A required internet connection would be also a deal-breaker for any theoretical subscription model—one way or another, I'd have to be able to download the game to my system and play it anywhere. And maybe this goes without saying, but the service would need to work smoothly, all the time.


1) Comprehensive

2) Allows for offline play

3) Isn't a pain in the ass to use

A digital game subscription service that met those criteria would be tempting. iOS devices and the Vita could both theoretically allow for this kind of thing. Will we see something like that with the Vita? Seems doubtful. Would it be nice? Absolutely.
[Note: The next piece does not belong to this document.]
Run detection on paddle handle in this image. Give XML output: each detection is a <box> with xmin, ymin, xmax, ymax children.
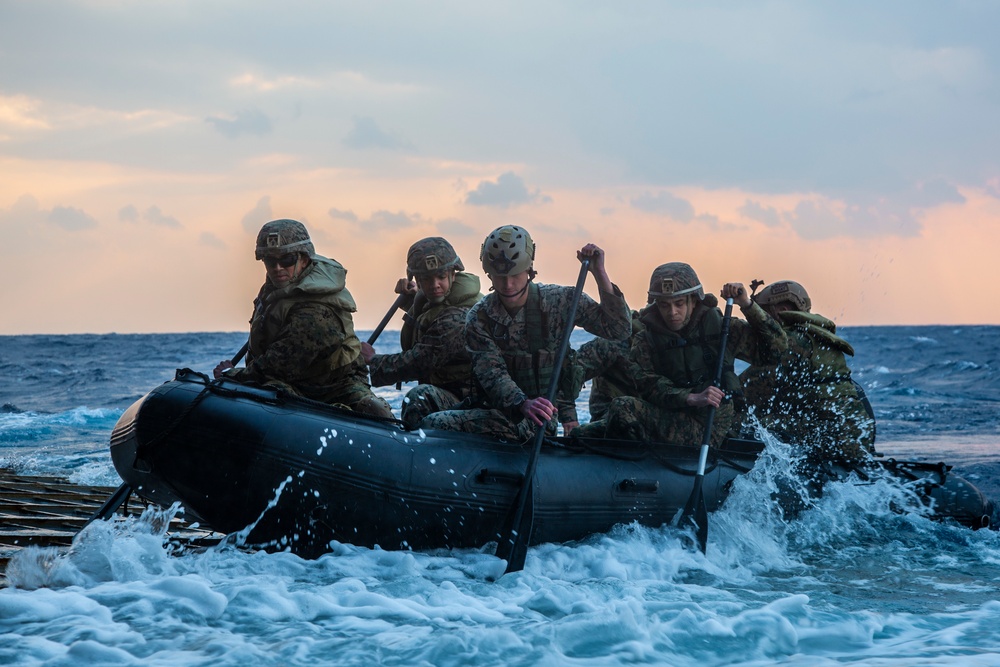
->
<box><xmin>368</xmin><ymin>294</ymin><xmax>406</xmax><ymax>345</ymax></box>
<box><xmin>496</xmin><ymin>259</ymin><xmax>590</xmax><ymax>574</ymax></box>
There's an argument to be made that in many ways, Valve's phenomenally popular PC game distribution service Steam is already a rental service—we pay to play the games, but due to Steam's copy-protection, they're never truly ours. Regardless of how you see that particular argument, Steam illustrates how close we really are to the reality of a subscription-based service that meets the criteria above. Steam is comprehensive, allows for offline play, and it works very well. What if we could just pay $20 a month to play every Steam game?

That too may never come to pass, but sooner or later, someone's going to sell me on a service in the same way that Spotify has sold me on subscription music services. When they do, I'll give subscription gaming a shot.


But that's just me. What would it take for you to take the plunge?